Quasi 300 le opere esposte, per l’80% tutte parte della stessa collezione privata. I 600 metri quadri del Museo mentonasco, accolgono fino al 9 ottobre, una esposizione dai colori accesi, vivaci, dai tratti accattivanti e perfetti per l’estate, con tutti i temi cari a Dufy: regate, concorsi ippici, feste, fiori e paesaggi. Tutte scene vitali, intense, vivaci che scorrono davanti al nostro sguardo afra dipinti, acquerelli, disegni, incisioni ma anche i motivi destinati ai progetti per la moda che Dufy creerà in collaborazione con lo stilista avangardista Paul Poiret e la maison Bianchini-Férier. E’ la prima volta che la città dei limoni espone l’artista di Le Havre ma questa mostra é già stata presentata a Carcassonne nel 2015 e al Museo di Arte Moderna di Troyes, vicino Parigi. Il desiderio di mostrare queste opere in Costa Azzurra é partito proprio da questa grande collezionista di Dufy.

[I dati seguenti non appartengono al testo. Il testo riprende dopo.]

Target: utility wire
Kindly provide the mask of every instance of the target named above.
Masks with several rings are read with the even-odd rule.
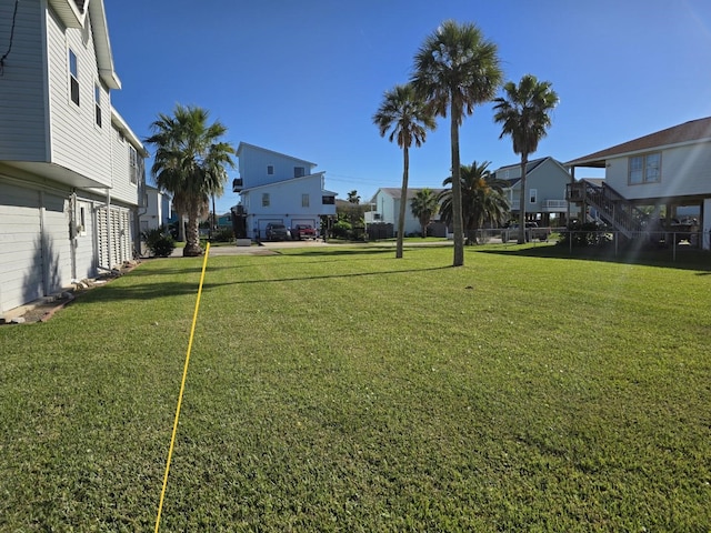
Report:
[[[0,76],[4,73],[4,60],[8,59],[10,54],[10,50],[12,50],[12,40],[14,38],[14,21],[18,17],[18,4],[20,0],[14,0],[14,11],[12,12],[12,28],[10,29],[10,44],[8,46],[8,51],[2,54],[0,58]]]

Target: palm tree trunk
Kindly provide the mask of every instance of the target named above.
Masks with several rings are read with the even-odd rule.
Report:
[[[410,177],[410,150],[402,148],[402,189],[400,190],[400,217],[398,218],[398,244],[395,259],[402,258],[402,240],[404,238],[404,215],[408,207],[408,179]]]
[[[462,222],[462,181],[459,162],[459,123],[461,105],[452,99],[450,137],[452,142],[452,228],[454,230],[454,260],[452,266],[464,264],[464,231]]]
[[[183,257],[193,258],[202,255],[202,248],[200,248],[200,221],[198,220],[198,212],[194,207],[190,207],[188,210],[188,230],[186,232],[186,248],[182,251]]]
[[[525,167],[529,162],[529,154],[521,154],[521,191],[519,197],[519,244],[525,242]]]

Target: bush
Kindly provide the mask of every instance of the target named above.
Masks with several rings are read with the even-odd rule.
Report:
[[[213,242],[232,242],[234,239],[234,232],[231,228],[220,228],[212,232]]]
[[[604,247],[610,242],[610,235],[604,228],[595,222],[571,223],[568,231],[561,233],[558,243],[568,247],[571,239],[573,247]]]
[[[146,248],[151,252],[151,255],[158,258],[167,258],[176,249],[176,241],[162,225],[157,230],[141,232],[141,240],[146,243]]]
[[[346,220],[339,220],[333,224],[333,228],[331,228],[331,233],[337,239],[348,239],[352,229],[353,225],[350,222],[347,222]]]

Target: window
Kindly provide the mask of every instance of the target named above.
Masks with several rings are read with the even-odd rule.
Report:
[[[97,125],[101,128],[101,88],[99,87],[99,83],[96,83],[93,86],[93,103],[96,109],[94,115]]]
[[[79,105],[79,61],[72,49],[69,49],[69,98]]]
[[[79,220],[78,220],[77,232],[80,235],[87,234],[87,207],[86,205],[79,207]]]
[[[138,184],[138,152],[133,147],[129,147],[129,172],[131,174],[131,183]]]
[[[628,183],[657,183],[662,179],[662,154],[648,153],[630,158]]]

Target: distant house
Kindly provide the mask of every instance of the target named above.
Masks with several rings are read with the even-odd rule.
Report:
[[[711,117],[640,137],[565,163],[572,180],[579,168],[604,169],[600,187],[572,182],[568,198],[594,208],[625,235],[642,229],[635,209],[664,208],[667,220],[697,213],[702,244],[711,249]]]
[[[439,194],[443,189],[434,189],[429,188],[435,195]],[[408,202],[405,207],[405,217],[404,217],[404,234],[414,234],[420,233],[422,228],[420,227],[420,221],[412,214],[412,209],[410,209],[410,202],[415,197],[415,194],[422,189],[408,189],[408,195],[405,202]],[[365,213],[365,223],[367,224],[392,224],[393,234],[397,234],[398,231],[398,222],[400,220],[400,201],[402,198],[402,190],[399,187],[384,187],[378,189],[375,194],[371,198],[370,202],[368,202],[372,210]],[[439,222],[439,214],[434,217],[432,220],[432,231],[434,234],[440,237],[444,237],[447,234],[447,229],[444,224]]]
[[[241,202],[234,213],[244,217],[247,234],[266,239],[267,224],[320,229],[321,217],[336,215],[336,192],[326,189],[326,172],[316,163],[241,142],[237,149],[240,178],[232,182]]]
[[[510,164],[494,171],[497,179],[509,182],[504,194],[511,205],[513,219],[519,218],[521,202],[521,165]],[[568,170],[553,158],[529,161],[525,167],[525,218],[540,225],[564,224],[568,213],[565,187],[570,183]],[[577,211],[575,211],[577,212]]]
[[[157,230],[161,225],[168,225],[172,219],[171,198],[164,191],[146,185],[146,201],[142,211],[139,211],[141,231]]]
[[[0,2],[0,21],[4,313],[133,258],[148,154],[111,105],[102,0]]]

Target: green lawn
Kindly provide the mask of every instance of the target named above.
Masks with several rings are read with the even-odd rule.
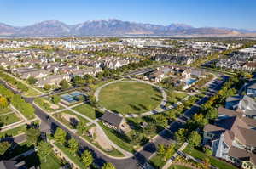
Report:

E’ una esposizione colorata, fresca, piacevole – aveva spiegato Anthony Cardoso, fra i curatori, durante la prima presentazione della mostra – é il ‘pittore del piacere’ come lo defini’ Gertrude Stein (scrittrice e poetessa statunitense che grazie alla sua opera diede un  impulso rilevante allo sviluppo dell’arte moderna ndr). Ed é una collezione che sta bene proprio in questo Museo: con Cocteau si sono frequentati, hanno creato di tutto e non ci sono frontiere fra i due artisti. Troviamo immagini di moda, illustrazione di opere, dipinti, le grandi decorazioni murali, le ceramiche. Ed anche i temi sono estremamente vari: dai paesaggi ai ritratti, dai fiori ai nudi. Ed é geniale che Dufy non si sia limitato ad una tematica ma le ha affrontate tutte e bene. Tutto é meraviglioso di Dufy, come Matisse e Picasso, non c’é niente da aggiungere ed é tutto interessante. C’é stato anche un periodo difficile nella sua carriera, tra il 1907 e il 1909, con un certo approccio al cubismo, che é stato mal percepito. Molto leggero ed oggi é una cosa che non conosciamo di lui

In tutta la sua vita il collezionista ha potuto raggruppare le opere di un artista e la creazione di questa mostra nel Museo Cocteau é stata quasi naturale :  – Dufy é l’artista della luce e del colore – aveva detto la conservatrice del Museo Jean Cocteau collection Séverin Wunderman – Un luce che ha perfettamente riprodotto e trasmesso anche da tutto quello che l’artista ha potuto vedere del Mediterraneo, perché é stato sposato con una nizzarda e ha vissuto in Costa Azzurra per molto tempo.  Ci sono solo 10 anni di differena tra Dufy e Cocteau, sono morti all’incirca nello stesso periodo, hanno avuto una vita molto simile. E hanno vissuto in un mondo difficile: entrambi hanno vissuto le due guerre mondiali. Si sono frequentati e in questo percorso vedremo anche il loro lavoro in comune “Le Boeuf sur le toit” anche se la differenza di lavoro é assoluta. Quello con il collezionista é stato un bellissimo incontro per la città di Mentone e siamo felici di accogliere questa collezione che raggruppa tutti i temi che Dufy ha trattato dal colore, alla luce alle vibrazioni che sa tramettere. Malgrado sia vissuro in un periodo difficile, ha saputo mantenere l’ottimismo e la gentilezza. Uno sguardo gentile e felice, pieno di luce

E Cocteau lo defini’ cosi’ (la citazione accompagna l’ingresso della mostra ndr) : “Raoul non si indirizzava contro nessuno, non sucitava gelosia era un adoratore del sole. Lo immagazzinava e lo riproduceva sotto forma di  barche, di violocnelli, di vasi di fiori, di palme.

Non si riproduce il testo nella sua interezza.